Now that I have got my 400 liter tank up and running I have been reviewing threads on water changes, especially 50% water changes. 200 litres of new water is a lot, obviously just using the cold tap this is going to drop the temperature considerable causing all kinds of stress and hassle for the plants and the fish, and then me if the fish kark it.

Am I right in thinking it is okay if you have got a mixer tap in your kitchen you can adjust the water temperature with a mixture of hot and cold water so as not to cause the temperature in the tank to plummet; and the use of hot water will not harm the plants or fish. I have a combination boiler which heats the water instantly as opposed to being held in an immersion heater storage tank.

Thanks,

Steve


----------



## ian_m (26 Sep 2014)

REDSTEVEO said:


> Am I right in thinking it is okay if you have got a mixer tap in your kitchen you can adjust the water temperature with a mixture of hot and cold water so as not to cause the temperature in the tank to plummet; and the use of hot water will not harm the plants or fish. I have a combination boiler which heats the water instantly as opposed to being held in an immersion heater storage tank.


At a first pass yes.

However, some combi-boilers have pressure reducers on their water inlets (as generally not rated for more say more than 5 bar pressure), thus trying to mix 5 bar hot and say 8 bar mains cold a down a long pipe, can get a bit uncontrollable and hard to set the temperature as the 8bar cold overrides the hot and prevents it flowing. You may be lucky, and water board compliant, and have a suitable non return valves fitted to your mixer tap to prevent this back flow happening.
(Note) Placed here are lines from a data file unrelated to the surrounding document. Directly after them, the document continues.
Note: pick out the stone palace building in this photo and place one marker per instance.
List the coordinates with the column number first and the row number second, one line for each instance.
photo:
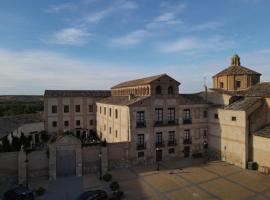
column 156, row 122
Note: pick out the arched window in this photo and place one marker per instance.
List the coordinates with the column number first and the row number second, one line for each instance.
column 170, row 90
column 158, row 89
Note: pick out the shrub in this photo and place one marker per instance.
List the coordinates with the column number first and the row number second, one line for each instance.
column 107, row 177
column 114, row 186
column 40, row 191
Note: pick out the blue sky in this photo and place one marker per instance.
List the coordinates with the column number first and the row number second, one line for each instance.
column 94, row 44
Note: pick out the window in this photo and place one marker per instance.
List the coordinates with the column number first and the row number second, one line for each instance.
column 171, row 114
column 91, row 108
column 140, row 154
column 140, row 116
column 66, row 108
column 66, row 123
column 238, row 84
column 159, row 137
column 54, row 124
column 159, row 114
column 233, row 118
column 205, row 114
column 78, row 108
column 140, row 139
column 171, row 136
column 158, row 89
column 171, row 151
column 204, row 133
column 54, row 109
column 170, row 90
column 186, row 134
column 221, row 85
column 187, row 114
column 116, row 113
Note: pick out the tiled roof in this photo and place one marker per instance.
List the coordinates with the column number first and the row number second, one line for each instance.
column 258, row 90
column 10, row 123
column 236, row 70
column 138, row 82
column 191, row 99
column 264, row 132
column 243, row 104
column 77, row 93
column 121, row 100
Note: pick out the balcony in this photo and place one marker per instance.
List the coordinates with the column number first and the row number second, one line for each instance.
column 187, row 121
column 159, row 144
column 141, row 124
column 141, row 146
column 187, row 141
column 173, row 122
column 166, row 123
column 158, row 123
column 172, row 143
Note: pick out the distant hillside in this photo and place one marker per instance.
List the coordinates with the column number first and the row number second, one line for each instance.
column 20, row 104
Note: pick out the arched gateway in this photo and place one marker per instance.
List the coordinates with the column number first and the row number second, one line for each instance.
column 65, row 157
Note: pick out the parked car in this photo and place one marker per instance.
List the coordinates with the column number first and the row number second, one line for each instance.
column 19, row 193
column 93, row 195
I think a "just try it and see" is in order. Most likely be Ok.


----------



## REDSTEVEO (26 Sep 2014)

Oh thanks, sorry by the way I just posted this question up as a new thread.

The combi boiler is from Vaillant and is four years old but as far as I know does have all kinds of fancy gadgets like pressure reducers, non return valves and other things I don't really understand.

I heard that hot water picks up more copper from the pipes than cold water, not sure if there is any truth in that or not, but copper is not good, yes?


----------



## ian_m (26 Sep 2014)

REDSTEVEO said:


> not sure if there is any truth in that or not, but copper is not good, yes?


Think about.....if water picked up copper in the pipes, we would all have water running about our houses after a couple of years....as the pipes dissolved away and poisoned us with copper 

However, acidic water sitting in pipes can attack copper over many years and cheap brass fitting that are not water board compliant, copper can dissolve from and shrimps are very susceptible to copper, poisoning leads to "old wives" tales about copper pipes being bad for aquariums.

I would just get on with it like everyone else dose.


----------



## REDSTEVEO (26 Sep 2014)

Sounds fair enough to me...

Thanks,

Steve.


----------